China’s industrial production gained momentum in May while growth in retail sales kept pace with the previous month, showing signs of stabilization in the world’s second-biggest economy.
Industrial output rose 6.1 last month from a year earlier, the statistics bureau said Thursday, accelerating from 5.9 percent in April and beating the median estimate of 6.0 percent in a Bloomberg survey. Retail sales added 10.1 percent in May, while fixed-asset investment excluding rural households climbed 11.4 percent in the first five months.
“A stabilization in production, or a modest acceleration, shows that the Chinese economic performance won’t be bad in the coming months,” said Li Wei, China economist for Commonwealth Bank of Australia in Sydney. “Both industrial production and consumer spending are likely to turn better in the second half of this year.”

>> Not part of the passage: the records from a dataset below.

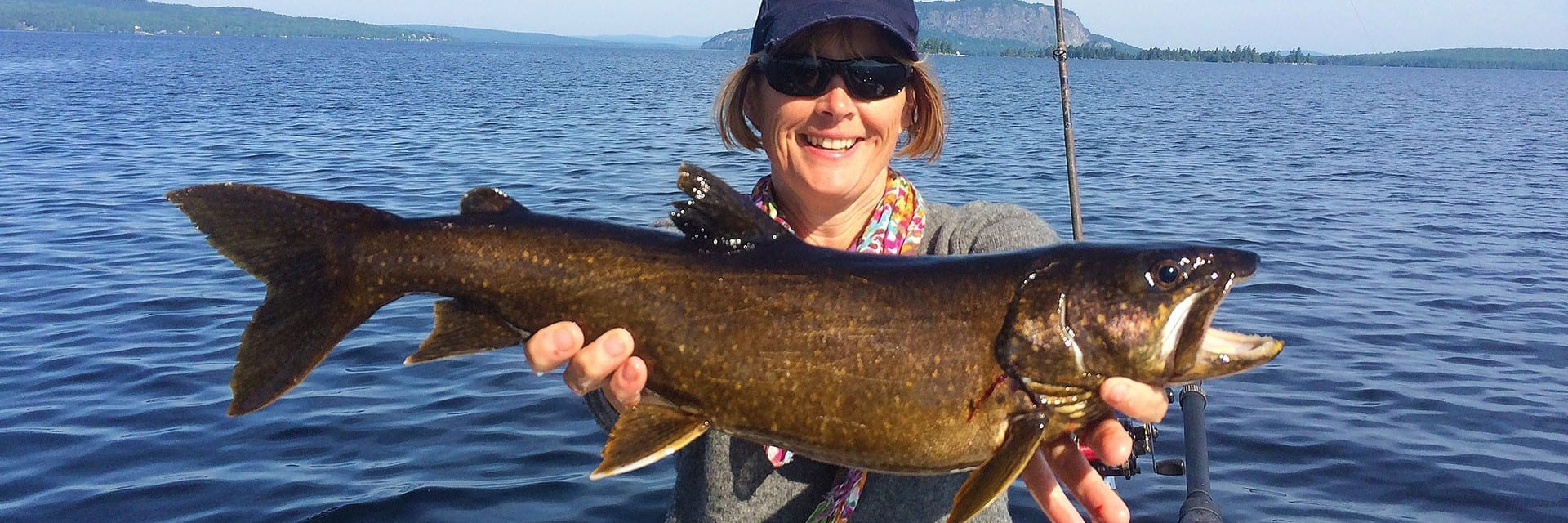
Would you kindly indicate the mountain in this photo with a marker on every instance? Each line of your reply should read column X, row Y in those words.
column 148, row 18
column 651, row 41
column 979, row 27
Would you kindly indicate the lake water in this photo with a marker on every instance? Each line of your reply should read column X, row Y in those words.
column 1413, row 226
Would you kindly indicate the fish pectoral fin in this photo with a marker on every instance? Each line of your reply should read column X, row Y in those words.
column 463, row 329
column 647, row 434
column 993, row 476
column 490, row 200
column 719, row 217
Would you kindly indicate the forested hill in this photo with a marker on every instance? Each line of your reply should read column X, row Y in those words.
column 148, row 18
column 1471, row 59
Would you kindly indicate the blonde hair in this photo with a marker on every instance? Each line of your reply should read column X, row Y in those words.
column 927, row 129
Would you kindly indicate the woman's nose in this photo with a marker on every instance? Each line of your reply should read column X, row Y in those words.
column 836, row 101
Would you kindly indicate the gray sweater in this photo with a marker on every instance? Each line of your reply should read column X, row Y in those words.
column 729, row 480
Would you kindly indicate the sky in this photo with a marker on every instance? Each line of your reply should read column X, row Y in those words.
column 1321, row 25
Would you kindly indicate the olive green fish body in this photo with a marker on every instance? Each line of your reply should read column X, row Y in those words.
column 746, row 338
column 911, row 364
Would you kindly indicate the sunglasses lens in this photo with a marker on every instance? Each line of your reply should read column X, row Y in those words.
column 806, row 76
column 799, row 76
column 872, row 79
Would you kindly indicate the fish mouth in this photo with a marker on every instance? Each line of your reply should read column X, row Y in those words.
column 1196, row 351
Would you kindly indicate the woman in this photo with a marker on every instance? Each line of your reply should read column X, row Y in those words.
column 830, row 121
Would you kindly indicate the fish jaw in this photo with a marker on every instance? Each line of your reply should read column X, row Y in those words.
column 1223, row 354
column 1196, row 351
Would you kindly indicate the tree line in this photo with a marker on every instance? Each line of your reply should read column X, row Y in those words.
column 1241, row 54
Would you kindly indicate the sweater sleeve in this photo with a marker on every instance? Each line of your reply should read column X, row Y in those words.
column 983, row 228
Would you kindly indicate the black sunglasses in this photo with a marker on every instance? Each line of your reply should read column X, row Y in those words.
column 866, row 79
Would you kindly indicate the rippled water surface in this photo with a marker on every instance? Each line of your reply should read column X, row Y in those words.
column 1413, row 225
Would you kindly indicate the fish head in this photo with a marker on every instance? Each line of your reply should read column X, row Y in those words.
column 1138, row 311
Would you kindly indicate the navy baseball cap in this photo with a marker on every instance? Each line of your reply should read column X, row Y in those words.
column 782, row 20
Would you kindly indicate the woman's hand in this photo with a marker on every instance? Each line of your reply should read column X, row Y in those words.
column 608, row 360
column 1060, row 463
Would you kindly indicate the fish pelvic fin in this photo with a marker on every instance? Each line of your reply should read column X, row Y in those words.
column 300, row 248
column 993, row 476
column 719, row 217
column 463, row 329
column 647, row 434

The numbers broaden the view on the economy after inflation and trade data released earlier this week showing a sluggish domestic environment. Signs that the economy may be bottoming amid its weakest growth since the 2009 global recession could be enough to keep the People’s Bank of China on the sidelines as it waits to see the impact of interest-rate cuts and loosened fiscal policy.
The Shanghai Composite Index rose immediately after the data, before declining 0.3 percent as of 1:55 p.m. local time. The statistics bureau said after the release that demand is still weak and the base for the pickup in industrial output isn’t solid.
“The lack of funds and insufficient new projects are the key factors weighing on investment growth,” the bureau said in a statement.
Bloomberg’s monthly gross domestic product tracker, a weighted average of monthly economic indicators, rose to 6.55 percent year-on-year in May from 6.4 percent in April.